Practitioners typically prescribe Nordic hamstring curls to mitigate HSI risk (see figure 3). Nordic curls provide high-intensity eccentric hamstring training, increase eccentric knee flexion strength, lengthen the biceps femoris long head fascicles, and reduce HSI risk(42–48). However, good does not equate to optimal. There is little reason to believe that Nordics are the most efficient tool for inducing these desirable effects because they never load the biarticular hamstrings beyond their resting lengths.

Figure 4: Nordic hamstring curl

Alternatively, a machine seated unilateral knee flexion exercise or a multi-hip machine unilateral hip extension exercise performed with a minimal angle of knee flexion eccentrically loads the biarticular hamstrings at long peak muscle lengths (see figures 5 and 6). A partner can manually perform the concentric phase for either exercise while the athlete exclusively trains the eccentric phase until achieving peak biarticular hamstring stretch.

Figure 5: Machine seated eccentric knee flexion

Figure 6: Multi-hip machine eccentric hip extension with minimal angle of knee flexion

Athletes unaccustomed to these exercises may experience muscle damage and soreness, so practitioners should gradually progress the volume and intensity. After an acclimation period, practitioners can prescribe supramaximal loads (i.e., exceeding concentric one rep maximum) to provide the most potent stimulus to increase eccentric strength and fascicle lengths. Practitioners can prescribe both exercises concurrently to train the primary functions of the hamstrings and strengthen their synergists.
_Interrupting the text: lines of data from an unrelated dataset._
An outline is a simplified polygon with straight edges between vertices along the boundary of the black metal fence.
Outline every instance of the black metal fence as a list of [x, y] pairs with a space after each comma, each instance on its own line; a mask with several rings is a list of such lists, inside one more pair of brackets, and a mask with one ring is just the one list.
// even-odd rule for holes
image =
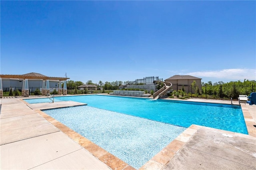
[[181, 90], [192, 97], [219, 100], [238, 100], [239, 95], [249, 95], [256, 90], [255, 85], [172, 85], [174, 90]]

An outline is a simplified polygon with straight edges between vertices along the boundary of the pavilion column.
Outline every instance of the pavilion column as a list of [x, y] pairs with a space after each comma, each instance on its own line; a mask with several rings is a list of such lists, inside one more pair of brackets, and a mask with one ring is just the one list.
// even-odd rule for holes
[[46, 96], [46, 91], [45, 87], [45, 80], [43, 80], [43, 87], [42, 88], [42, 95]]
[[3, 86], [2, 83], [2, 78], [0, 78], [0, 98], [3, 98]]
[[58, 90], [58, 94], [62, 95], [62, 89], [61, 87], [61, 81], [59, 81], [59, 89]]
[[67, 81], [64, 81], [64, 85], [63, 85], [63, 95], [68, 94], [68, 90], [67, 89]]
[[22, 95], [24, 97], [29, 97], [29, 89], [28, 89], [28, 79], [23, 80], [23, 85], [21, 91]]
[[46, 95], [47, 94], [50, 94], [50, 83], [49, 80], [46, 80]]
James Harden is a prime example of how the typical RTP timeframes do not capture how long full recovery may require. Despite the challenges, athletes can take meaningful steps to restore hamstring function and reduce the risk of recurrent injury. Exercise selection is just one facet of rehab and injury risk mitigation programs, and practitioners should carefully select exercises based on their ability to influence eccentric strength and fascicle length. Therefore, exercises that eccentrically train the biarticular hamstrings at long peak muscle lengths with a supramaximal load merit inclusion in a plan designed to address HSI risk factors.